Full text of the letter can be viewed here and below.
October 20, 2015
Dear Mr. Mitchell:
We are concerned that for-profit schools which are under investigation for fraudulent behavior continue to enjoy unrestrained access to federal student aid. The Department of Education (ED) should take immediate action to limit or otherwise condition continued student aid funding based on evidence uncovered by federal and state authorities. As demonstrated by the catastrophic closure of Corinthian Colleges, Inc. earlier this year, the current program integrity structure does not provide sufficient protection to prevent federal dollars from being squandered at illegitimate institutions. Allowing fraudulent for-profit schools to continue collecting federal funding until they collapse is unacceptable.

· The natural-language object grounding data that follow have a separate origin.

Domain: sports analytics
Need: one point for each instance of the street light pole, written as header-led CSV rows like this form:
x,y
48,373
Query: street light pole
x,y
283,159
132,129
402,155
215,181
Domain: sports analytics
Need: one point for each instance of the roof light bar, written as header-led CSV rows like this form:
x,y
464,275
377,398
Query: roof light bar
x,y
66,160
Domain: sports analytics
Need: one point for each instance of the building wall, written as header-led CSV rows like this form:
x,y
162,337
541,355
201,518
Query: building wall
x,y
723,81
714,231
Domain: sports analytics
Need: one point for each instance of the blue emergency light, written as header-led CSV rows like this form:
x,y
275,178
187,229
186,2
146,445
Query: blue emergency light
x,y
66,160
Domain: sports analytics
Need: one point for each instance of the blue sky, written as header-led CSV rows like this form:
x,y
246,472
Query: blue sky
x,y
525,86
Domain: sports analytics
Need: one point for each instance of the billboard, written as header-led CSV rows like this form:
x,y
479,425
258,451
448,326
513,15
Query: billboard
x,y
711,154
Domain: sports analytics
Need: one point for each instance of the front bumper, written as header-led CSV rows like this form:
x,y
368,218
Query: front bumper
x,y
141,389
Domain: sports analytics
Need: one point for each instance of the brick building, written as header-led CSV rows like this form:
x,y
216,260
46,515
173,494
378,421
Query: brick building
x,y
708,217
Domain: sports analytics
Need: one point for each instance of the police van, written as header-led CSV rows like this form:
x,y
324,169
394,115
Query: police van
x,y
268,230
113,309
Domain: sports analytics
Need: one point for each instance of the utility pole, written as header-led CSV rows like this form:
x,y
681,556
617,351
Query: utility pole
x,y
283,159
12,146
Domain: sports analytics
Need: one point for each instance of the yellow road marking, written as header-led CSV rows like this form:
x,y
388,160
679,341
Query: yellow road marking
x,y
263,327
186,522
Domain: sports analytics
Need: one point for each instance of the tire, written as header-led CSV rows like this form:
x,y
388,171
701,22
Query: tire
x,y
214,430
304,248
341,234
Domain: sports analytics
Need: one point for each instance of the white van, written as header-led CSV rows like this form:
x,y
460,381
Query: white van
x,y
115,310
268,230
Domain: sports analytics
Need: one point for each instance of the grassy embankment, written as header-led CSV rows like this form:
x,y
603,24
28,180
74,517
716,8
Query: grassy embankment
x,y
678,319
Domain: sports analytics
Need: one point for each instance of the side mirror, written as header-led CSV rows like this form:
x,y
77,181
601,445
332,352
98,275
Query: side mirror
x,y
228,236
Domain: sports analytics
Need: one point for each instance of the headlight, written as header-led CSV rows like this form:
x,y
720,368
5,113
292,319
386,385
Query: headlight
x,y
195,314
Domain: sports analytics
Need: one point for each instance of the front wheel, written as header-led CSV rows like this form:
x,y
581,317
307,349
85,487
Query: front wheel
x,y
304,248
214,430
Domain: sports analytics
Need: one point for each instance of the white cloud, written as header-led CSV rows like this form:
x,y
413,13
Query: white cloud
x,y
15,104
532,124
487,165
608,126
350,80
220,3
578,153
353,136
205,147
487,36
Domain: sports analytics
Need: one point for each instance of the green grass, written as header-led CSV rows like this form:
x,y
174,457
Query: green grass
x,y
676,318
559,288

As an integral component of the program integrity triad designed to ensure institutional quality, ED has the responsibility and authority to curb the flow of federal financial aid funding going to for-profit schools that have defrauded their students. The Department should not rely solely on evidence uncovered by its own Federal Student Aid (FSA) program reviews. Many federal and state authorities, including a working group of 37 state Attorneys General, are investigating various for-profit institutions and collecting evidence of erroneous job placement rates, misrepresentations of credit transferability, and other fraudulent behavior. ED should request specific evidence from the investigating federal and state authorities and review such evidence to determine appropriate restrictions on the flow of federal student aid funding to the schools that are the subjects of such investigations.

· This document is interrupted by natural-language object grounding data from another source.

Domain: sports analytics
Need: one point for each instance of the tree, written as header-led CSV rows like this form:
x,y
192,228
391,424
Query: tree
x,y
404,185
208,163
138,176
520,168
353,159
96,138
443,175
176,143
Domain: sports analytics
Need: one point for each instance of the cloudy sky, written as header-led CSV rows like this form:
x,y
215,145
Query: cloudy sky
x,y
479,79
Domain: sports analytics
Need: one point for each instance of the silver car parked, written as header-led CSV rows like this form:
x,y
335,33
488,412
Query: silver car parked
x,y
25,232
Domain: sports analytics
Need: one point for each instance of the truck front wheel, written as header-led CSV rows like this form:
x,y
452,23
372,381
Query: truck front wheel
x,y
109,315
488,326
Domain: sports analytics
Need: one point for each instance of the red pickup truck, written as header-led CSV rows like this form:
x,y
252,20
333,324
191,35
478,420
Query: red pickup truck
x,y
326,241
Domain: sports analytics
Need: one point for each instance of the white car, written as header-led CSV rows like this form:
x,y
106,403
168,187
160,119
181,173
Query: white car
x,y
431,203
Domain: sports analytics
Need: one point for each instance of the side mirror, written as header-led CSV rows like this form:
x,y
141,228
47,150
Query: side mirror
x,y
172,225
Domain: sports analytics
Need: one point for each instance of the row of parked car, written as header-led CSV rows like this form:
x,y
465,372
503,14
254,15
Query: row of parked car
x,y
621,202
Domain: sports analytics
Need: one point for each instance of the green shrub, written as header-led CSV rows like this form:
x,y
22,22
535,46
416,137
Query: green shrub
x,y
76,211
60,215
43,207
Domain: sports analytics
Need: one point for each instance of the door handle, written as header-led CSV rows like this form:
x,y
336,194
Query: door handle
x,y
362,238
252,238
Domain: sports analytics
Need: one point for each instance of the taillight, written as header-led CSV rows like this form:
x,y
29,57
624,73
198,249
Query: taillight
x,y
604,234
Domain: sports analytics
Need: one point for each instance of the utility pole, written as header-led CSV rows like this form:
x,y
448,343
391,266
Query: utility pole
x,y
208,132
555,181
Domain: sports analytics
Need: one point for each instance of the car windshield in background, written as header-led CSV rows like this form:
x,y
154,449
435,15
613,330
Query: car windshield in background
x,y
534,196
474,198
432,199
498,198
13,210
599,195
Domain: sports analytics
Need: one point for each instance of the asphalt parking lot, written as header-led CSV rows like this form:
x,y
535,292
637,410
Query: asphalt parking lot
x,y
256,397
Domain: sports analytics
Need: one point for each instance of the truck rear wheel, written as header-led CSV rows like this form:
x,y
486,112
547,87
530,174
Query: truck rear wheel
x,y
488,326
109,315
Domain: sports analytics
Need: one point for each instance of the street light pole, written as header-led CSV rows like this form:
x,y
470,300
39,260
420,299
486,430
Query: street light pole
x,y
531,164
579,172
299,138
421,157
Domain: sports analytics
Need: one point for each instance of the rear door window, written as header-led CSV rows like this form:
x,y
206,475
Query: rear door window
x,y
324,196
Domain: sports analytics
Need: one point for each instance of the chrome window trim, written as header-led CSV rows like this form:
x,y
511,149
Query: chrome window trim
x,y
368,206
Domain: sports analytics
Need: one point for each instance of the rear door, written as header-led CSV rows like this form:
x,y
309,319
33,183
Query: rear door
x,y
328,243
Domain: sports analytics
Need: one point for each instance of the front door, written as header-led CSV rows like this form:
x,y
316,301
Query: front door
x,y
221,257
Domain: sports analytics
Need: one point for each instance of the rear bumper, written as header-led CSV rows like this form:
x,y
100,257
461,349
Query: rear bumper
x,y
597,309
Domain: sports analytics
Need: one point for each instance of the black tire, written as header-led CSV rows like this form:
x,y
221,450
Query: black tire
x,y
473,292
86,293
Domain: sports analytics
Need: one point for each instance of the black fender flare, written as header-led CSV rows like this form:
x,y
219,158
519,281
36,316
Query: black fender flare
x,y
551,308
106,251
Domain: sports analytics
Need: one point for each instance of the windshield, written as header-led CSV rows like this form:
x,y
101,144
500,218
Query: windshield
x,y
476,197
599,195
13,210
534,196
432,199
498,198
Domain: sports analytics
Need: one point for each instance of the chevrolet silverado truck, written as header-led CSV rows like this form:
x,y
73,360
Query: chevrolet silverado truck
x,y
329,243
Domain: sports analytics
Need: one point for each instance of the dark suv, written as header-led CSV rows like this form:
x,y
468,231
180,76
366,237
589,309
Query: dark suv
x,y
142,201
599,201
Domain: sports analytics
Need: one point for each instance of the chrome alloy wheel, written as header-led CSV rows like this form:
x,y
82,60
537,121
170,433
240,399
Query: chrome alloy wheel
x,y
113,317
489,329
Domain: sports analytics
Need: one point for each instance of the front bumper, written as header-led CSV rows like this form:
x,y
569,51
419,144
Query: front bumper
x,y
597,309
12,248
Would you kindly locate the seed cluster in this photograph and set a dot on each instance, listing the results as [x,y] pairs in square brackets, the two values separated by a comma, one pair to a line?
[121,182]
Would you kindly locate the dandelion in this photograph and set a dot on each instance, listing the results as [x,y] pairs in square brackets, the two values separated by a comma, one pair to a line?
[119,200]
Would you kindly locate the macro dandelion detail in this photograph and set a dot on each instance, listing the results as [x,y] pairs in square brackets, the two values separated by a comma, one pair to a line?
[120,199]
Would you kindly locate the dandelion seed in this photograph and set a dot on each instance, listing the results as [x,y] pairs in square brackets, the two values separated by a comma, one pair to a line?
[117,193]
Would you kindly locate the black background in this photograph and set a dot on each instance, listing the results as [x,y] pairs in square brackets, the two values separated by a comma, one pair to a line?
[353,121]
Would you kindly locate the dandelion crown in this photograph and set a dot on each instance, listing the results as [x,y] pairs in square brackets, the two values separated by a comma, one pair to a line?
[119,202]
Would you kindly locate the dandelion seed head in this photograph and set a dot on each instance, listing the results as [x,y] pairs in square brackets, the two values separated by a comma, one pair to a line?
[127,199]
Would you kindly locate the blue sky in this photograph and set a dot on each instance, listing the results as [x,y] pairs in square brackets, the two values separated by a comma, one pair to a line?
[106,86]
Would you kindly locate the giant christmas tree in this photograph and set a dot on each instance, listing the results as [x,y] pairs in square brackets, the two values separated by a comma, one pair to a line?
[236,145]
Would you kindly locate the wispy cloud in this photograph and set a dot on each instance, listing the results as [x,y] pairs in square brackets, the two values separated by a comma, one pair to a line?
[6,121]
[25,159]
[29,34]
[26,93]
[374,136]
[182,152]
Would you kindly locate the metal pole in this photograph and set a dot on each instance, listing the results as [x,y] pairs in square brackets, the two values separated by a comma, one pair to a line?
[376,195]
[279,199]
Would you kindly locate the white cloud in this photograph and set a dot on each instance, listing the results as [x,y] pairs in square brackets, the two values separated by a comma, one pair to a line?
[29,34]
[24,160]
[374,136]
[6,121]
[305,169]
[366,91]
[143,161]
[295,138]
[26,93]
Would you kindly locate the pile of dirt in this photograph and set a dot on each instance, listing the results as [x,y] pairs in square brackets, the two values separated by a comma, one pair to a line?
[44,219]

The Federal Regulations regarding misrepresentation (34 C.F.R. § 668.71), which were augmented by ED in 2010, allow the Department to restrict or revoke an institution's participation in Title IV federal student aid programs based on fraudulent behavior. It is important to note that the regulations do not require such fraudulent behavior to have been discovered by ED, allowing the Department to utilize the evidence that has been uncovered by other law enforcement or regulatory authorities, such as the U.S. Securities and Exchange Commission. We urge ED to develop partnerships with such authorities as quickly as possible, and to clarify the standards that would satisfy the Department's threshold for substantial misrepresentation sufficient to merit Title IV funding restrictions.
For the large number of for-profit institutions that are under investigation by federal and state authorities, we urge the Department to use evidence of fraudulent misrepresentation uncovered by such investigations to place appropriate limitations on institution participation in the Title IV federal student aid programs. We look forward to your response.